Everyone also needs to take the Emily Balch Seminar, a first-year writing course that prepares you for college-level writing. There are around 40 different topics that this seminar could cover. The classes are small and students frequently engage with their instructors. They’re required to meet one-on-one with these seminar instructors, which helps them acclimate to college life and the liberal arts environment.
Connections to Other Colleges
Quaker Consortium
The Quaker Consortium enables Bryn Mawr students to take classes at Haverford College, Swarthmore College, and the University of Pennsylvania (UPenn). Bryn Mawr has combined degree programs with UPenn, so students can earn undergraduate and graduate degrees in a shorter amount of time. Examples include 4-plus-1 programs, where students can earn a master’s in engineering or a master’s in education along with a teaching certification.
A 3-plus-2 program enables students to spend three years at Bryn Mawr and two at UPenn, where they’ll earn a master’s in city and regional planning. There are more options than these, and many students make their Bryn Mawr experience as big or small as they want by venturing off campus and engaging with other colleges.
You’re not required to participate in the Quaker Consortium, and there’s no additional cost to it.

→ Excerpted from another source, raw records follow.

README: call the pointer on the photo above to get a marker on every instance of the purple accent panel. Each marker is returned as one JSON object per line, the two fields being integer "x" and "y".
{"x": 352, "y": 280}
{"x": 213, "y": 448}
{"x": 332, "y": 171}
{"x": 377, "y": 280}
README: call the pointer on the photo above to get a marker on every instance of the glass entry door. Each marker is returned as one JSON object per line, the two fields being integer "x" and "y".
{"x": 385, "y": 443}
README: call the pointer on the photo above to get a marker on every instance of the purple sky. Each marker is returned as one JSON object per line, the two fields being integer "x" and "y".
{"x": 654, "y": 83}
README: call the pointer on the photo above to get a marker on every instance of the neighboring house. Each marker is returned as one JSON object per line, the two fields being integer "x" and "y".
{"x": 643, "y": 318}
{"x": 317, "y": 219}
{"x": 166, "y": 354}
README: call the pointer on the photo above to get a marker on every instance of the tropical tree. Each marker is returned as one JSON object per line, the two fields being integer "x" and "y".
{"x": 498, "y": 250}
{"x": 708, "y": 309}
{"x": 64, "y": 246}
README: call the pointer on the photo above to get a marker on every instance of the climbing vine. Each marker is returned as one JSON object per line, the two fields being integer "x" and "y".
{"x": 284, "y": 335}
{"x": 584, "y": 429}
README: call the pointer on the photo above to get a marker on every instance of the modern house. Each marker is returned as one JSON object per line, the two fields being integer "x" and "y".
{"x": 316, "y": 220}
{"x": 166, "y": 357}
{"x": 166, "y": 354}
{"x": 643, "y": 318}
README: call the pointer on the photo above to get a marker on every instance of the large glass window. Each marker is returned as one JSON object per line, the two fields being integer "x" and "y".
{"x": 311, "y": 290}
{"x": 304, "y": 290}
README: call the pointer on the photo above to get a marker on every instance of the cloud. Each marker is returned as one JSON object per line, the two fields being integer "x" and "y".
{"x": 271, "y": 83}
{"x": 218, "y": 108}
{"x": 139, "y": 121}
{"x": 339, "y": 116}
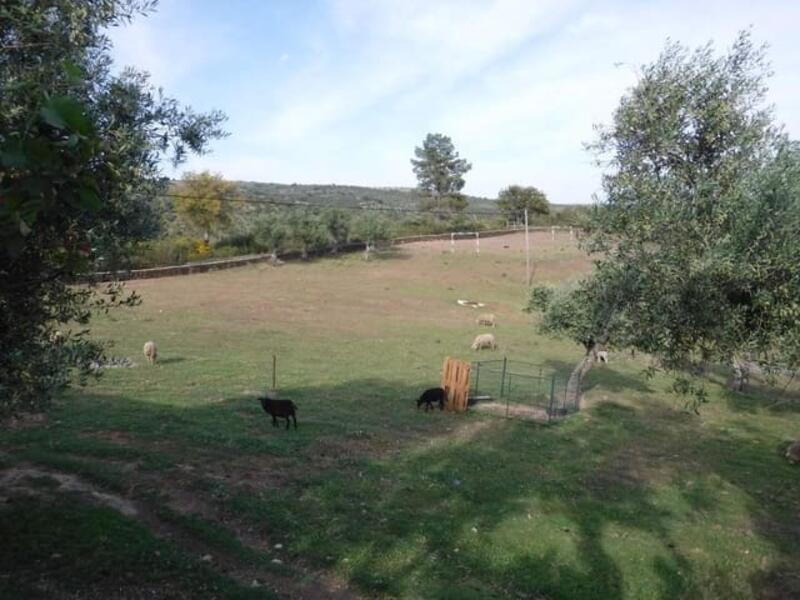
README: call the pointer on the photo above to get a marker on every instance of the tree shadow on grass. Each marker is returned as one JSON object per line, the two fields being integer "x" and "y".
{"x": 603, "y": 376}
{"x": 170, "y": 360}
{"x": 456, "y": 506}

But it’s a seamless addition to the school, and many students love the opportunity to take classes that aren’t in their immediate course catalog or to venture off to another campus for the day.
Studying Abroad
Many students study abroad for a semester or an entire year. Your financial aid will transfer over during the academic school year, though not during the summer. Students can participate in about 90 different preapproved study abroad programs.
Bryn Mawr also offers a unique 360 Program, which helps students actualize their learning beyond the classroom through multidisciplinary activities, and there’s often a travel component. This sometimes involves traveling to foreign countries, although it can also entail visiting nearby cities. If students want a longer immersive experience in a different country, they can participate in a typical study abroad program.
Interdisciplinary Learning
The 360 Course Clusters highlight the interdisciplinary nature of a liberal arts education. They involve a cluster of three different classes that you can take during a semester. These all highlight a specific theme, and students often have to travel far off campus.
In one 360, students took on migration and borderlands. They traveled to the United States-Mexico border in Arizona and Mexico because they were focusing on Latin American migration to the U.S. and the border wall between the two nations. Students took a Spanish class and a sociology class that was about migration and borderlands. Travel and the program requirements are funded entirely by Bryn Mawr, so you only need to bring money for souvenirs.
During this particular 360, the travel to the border was canceled because of the COVID-19 pandemic, but students still managed to engage with migrant communities in Philadelphia and New York City. Philadelphia plays a large role in the Bryn Mawr student experience in general because the campus is only a 20-minute train ride away from the city.
Students will often go to Philadelphia to participate in social justice work, volunteer work, fun activities, or career and professional development. The Tri-Co Program is a semester-long program that enables students to participate in curricular and co-curricular activities in the city. You can take classes at Bryn Mawr, Haverford, and Swarthmore, all while engaging in the diversity, complexity, innovations, and systems of the city. This type of critical analysis and on-the-ground work perfectly highlights the nature of a liberal arts education.